Current AI accelerator chips like the AMD MI300 or the NVIDIA H100 have a thermal design power (TDP - a metric for how much power needs to be drawn away from the chip to remain operational) of around 500W. This is about the limit of what very advanced air cooling can deliver. Moreover, such chips are usually assembled on larger blades that go into a server rack. Such racks now have a total power consumption of several 10s of kWs. Again, at the limit of what air cooling can supply. So, either designers find a way to make those AI chips more power efficient and run cooler, or we need to find a better way to cool the next generation of more performant and power-hungry AI chips and server racks.
Many attempts are ongoing to design more power-efficient AI chips, ranging from in-memory computing via analog to optical computing. This topic justifies a separate analysis. In this article, we will take a closer look at the different cooling options.
Liquid cooling comes in many guises. The most common technique used today is a so-called cold plate. These are direct replacements for air heatsinks, those metal fins you see when opening your computer, sometimes also containing a fan. Replace the fan with a pump and the air with a liquid, and you will have a single-phase liquid cold plate. Obviously, the liquid must be carefully contained inside the heatsink to not damage the electronics. A similar scenario applies when the liquid effectively evaporates under the chip’s heat. Such a system is known as a two-phase cold plate. Liquid cold plates provide a lower thermal resistance to heat transfer than a traditional air fan. This means they can dissipate more heat with minimum rise in the chip’s temperature.

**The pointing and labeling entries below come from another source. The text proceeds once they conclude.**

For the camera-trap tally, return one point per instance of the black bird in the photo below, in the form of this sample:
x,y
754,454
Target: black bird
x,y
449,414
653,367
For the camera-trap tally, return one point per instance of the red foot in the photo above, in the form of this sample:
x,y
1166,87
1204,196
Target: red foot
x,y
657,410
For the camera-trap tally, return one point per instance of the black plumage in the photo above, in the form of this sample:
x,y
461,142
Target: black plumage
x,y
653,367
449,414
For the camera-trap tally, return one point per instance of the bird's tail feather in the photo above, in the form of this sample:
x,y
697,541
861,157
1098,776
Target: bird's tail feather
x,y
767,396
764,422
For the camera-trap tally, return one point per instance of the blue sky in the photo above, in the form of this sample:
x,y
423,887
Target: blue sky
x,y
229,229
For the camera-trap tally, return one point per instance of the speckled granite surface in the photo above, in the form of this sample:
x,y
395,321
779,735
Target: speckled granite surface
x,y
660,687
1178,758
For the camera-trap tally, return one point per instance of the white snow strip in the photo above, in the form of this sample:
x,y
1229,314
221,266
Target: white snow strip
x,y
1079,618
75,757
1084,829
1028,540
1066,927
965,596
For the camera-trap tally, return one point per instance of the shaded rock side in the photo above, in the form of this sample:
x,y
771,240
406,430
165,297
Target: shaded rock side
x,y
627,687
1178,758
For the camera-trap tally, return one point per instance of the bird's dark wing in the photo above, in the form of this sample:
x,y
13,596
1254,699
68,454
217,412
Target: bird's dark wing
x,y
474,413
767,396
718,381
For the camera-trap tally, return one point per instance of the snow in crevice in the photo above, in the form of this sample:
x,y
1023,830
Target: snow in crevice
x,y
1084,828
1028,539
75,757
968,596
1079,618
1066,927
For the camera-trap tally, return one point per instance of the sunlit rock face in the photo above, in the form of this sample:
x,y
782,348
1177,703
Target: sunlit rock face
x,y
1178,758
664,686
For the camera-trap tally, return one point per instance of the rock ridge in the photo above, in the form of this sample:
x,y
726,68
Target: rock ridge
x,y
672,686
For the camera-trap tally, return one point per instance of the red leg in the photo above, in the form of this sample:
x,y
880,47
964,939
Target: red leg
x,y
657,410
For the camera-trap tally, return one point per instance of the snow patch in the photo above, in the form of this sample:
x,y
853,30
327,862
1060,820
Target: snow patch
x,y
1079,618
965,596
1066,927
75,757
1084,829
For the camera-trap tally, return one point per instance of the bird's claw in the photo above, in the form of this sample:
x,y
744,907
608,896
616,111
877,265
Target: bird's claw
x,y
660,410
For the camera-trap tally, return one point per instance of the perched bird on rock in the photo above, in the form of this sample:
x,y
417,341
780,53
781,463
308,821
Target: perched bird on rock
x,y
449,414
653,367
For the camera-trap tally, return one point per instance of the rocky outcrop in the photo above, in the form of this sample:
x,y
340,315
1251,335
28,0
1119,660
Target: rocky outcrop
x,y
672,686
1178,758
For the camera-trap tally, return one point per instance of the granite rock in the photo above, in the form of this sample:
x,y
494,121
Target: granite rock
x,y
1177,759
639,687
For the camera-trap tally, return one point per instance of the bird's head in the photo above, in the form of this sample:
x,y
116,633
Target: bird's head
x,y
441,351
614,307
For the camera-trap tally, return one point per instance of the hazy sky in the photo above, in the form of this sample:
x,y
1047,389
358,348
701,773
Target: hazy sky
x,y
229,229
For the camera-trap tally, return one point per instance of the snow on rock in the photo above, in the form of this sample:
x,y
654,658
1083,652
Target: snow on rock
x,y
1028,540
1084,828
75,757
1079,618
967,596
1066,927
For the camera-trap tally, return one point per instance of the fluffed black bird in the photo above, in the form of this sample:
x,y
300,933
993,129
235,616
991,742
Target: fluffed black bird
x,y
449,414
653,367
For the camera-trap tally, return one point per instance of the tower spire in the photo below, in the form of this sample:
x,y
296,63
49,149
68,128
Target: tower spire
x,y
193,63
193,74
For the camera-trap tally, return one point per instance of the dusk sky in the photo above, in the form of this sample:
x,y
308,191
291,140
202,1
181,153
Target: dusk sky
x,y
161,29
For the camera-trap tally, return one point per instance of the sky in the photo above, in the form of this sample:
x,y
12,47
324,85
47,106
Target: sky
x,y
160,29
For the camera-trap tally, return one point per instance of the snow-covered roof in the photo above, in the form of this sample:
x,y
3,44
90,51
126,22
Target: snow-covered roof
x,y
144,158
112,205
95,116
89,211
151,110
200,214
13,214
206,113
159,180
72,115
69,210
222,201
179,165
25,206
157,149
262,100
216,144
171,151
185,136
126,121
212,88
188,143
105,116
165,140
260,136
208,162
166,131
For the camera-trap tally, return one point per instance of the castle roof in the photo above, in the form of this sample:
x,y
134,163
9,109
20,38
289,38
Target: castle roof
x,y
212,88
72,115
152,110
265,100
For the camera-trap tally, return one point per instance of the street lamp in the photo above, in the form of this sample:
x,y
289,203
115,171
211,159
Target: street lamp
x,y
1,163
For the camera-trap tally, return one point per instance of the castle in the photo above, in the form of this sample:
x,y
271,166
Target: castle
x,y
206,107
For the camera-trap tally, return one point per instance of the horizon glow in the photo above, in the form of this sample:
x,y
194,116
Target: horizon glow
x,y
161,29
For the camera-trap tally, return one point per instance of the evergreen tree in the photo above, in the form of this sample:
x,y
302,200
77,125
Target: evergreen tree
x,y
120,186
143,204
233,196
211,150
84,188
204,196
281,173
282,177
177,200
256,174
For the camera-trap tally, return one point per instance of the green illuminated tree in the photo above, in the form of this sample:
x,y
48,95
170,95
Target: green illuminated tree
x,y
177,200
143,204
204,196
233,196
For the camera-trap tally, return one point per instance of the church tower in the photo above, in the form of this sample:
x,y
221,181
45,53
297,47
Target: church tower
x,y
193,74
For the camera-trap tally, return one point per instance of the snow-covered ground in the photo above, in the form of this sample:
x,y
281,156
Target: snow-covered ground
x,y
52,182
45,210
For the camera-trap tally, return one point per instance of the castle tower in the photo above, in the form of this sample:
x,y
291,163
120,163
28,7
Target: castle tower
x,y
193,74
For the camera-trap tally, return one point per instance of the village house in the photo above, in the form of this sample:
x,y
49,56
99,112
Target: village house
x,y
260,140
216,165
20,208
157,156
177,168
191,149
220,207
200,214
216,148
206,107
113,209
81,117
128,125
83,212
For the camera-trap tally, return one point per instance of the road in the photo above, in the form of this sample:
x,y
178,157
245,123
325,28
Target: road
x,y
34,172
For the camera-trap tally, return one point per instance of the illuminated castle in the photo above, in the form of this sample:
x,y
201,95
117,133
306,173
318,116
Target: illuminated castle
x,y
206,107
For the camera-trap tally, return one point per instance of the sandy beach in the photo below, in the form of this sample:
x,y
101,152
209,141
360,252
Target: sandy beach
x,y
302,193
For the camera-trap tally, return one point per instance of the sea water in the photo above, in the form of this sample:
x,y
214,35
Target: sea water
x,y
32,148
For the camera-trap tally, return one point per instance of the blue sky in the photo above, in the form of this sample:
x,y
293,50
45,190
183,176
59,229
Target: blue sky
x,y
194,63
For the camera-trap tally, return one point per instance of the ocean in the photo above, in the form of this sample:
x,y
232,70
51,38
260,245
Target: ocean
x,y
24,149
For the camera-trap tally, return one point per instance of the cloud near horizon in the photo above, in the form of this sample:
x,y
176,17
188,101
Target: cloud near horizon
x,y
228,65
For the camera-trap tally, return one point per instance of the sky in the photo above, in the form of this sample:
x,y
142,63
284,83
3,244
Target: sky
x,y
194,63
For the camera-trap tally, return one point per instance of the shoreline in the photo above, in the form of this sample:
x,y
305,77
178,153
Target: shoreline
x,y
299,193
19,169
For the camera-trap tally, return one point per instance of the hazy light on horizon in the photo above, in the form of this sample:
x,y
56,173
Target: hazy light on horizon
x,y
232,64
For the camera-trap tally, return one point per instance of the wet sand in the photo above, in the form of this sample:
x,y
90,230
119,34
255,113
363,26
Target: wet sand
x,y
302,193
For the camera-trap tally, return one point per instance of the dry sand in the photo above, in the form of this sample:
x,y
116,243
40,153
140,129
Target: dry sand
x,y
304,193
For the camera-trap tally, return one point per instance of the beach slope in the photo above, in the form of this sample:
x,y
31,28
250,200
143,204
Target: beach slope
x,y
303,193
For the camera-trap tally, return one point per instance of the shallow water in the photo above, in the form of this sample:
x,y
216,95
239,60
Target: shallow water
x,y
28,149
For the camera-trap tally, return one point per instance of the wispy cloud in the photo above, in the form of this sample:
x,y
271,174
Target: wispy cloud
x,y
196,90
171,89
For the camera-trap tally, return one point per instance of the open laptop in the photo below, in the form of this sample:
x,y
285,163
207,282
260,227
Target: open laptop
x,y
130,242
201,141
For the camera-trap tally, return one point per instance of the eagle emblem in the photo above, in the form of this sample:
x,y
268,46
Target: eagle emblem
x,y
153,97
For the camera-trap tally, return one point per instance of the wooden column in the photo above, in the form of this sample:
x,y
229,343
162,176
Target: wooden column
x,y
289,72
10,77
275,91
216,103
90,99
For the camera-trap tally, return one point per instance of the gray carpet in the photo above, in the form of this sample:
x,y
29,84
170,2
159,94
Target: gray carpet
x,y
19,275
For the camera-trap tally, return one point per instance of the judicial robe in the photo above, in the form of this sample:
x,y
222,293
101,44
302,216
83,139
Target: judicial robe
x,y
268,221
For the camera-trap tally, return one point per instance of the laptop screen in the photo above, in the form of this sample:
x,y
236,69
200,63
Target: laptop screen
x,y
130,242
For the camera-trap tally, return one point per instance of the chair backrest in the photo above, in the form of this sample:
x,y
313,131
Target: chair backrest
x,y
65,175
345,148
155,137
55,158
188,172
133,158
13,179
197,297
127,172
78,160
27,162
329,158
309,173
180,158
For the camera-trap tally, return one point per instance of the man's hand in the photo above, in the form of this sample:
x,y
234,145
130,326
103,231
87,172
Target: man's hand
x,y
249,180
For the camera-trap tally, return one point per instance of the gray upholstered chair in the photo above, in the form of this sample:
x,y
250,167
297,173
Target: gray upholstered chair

Ultimately, the best solution is to eliminate the thermal barriers and bring the coolants closer to the chip. A first option is to directly spray a liquid on the backside of the chip as demonstrated by imec. These so-called jet impingement coolers spray cold liquid directly onto the backside of the chip, with a higher flow rate for more cooling, targeting the hottest parts of the chip. The coolants are in direct contact with the chip, providing more effective cooling than traditional cold plates. Disadvantages are that care has to be taken so that the liquids do not interfere with the electrical operation of the chip and that thermal warping can occur, leading to mechanical yield issues.
An alternative, potentially even more effective approach, is to bring the liquids directly into the chip substrate as demonstrated at EPFL and at TSMC. With this approach, microchannels are etched into the substrate. These provide very close access for the liquids to the hot transistor junctions, reducing the thermal resistance and increasing the efficiency of this cooling method. A drawback is that such channels may impact the electrical performance of the transistors as well as the mechanical stability of the die.
An alternative method involves submerging the entire server in a dedicated dielectric liquid. This technology is known as immersion cooling. Such systems can use a single-phase or two-phase cooling loop, depending on whether the server’s heat transfer changes the phase of the dielectric liquid. Because of the direct contact of the liquids with the chips, these systems can be very effective coolers. Their disadvantage is the size and weight of the liquid baths containing the servers, which requires drastic design changes in data centers. Maintenance and uptime are also often cited as concerns when it comes to immersion cooling.
Recently a cross-over promising the best of cold plates and immersion systems is emerging. Companies like Ferveret and Iceotope have come up with solutions in which compute blades are individually submerged in stand-alone liquid-cooled chassis. These systems combine the efficiency of immersion cooling with the modularity of cold plates.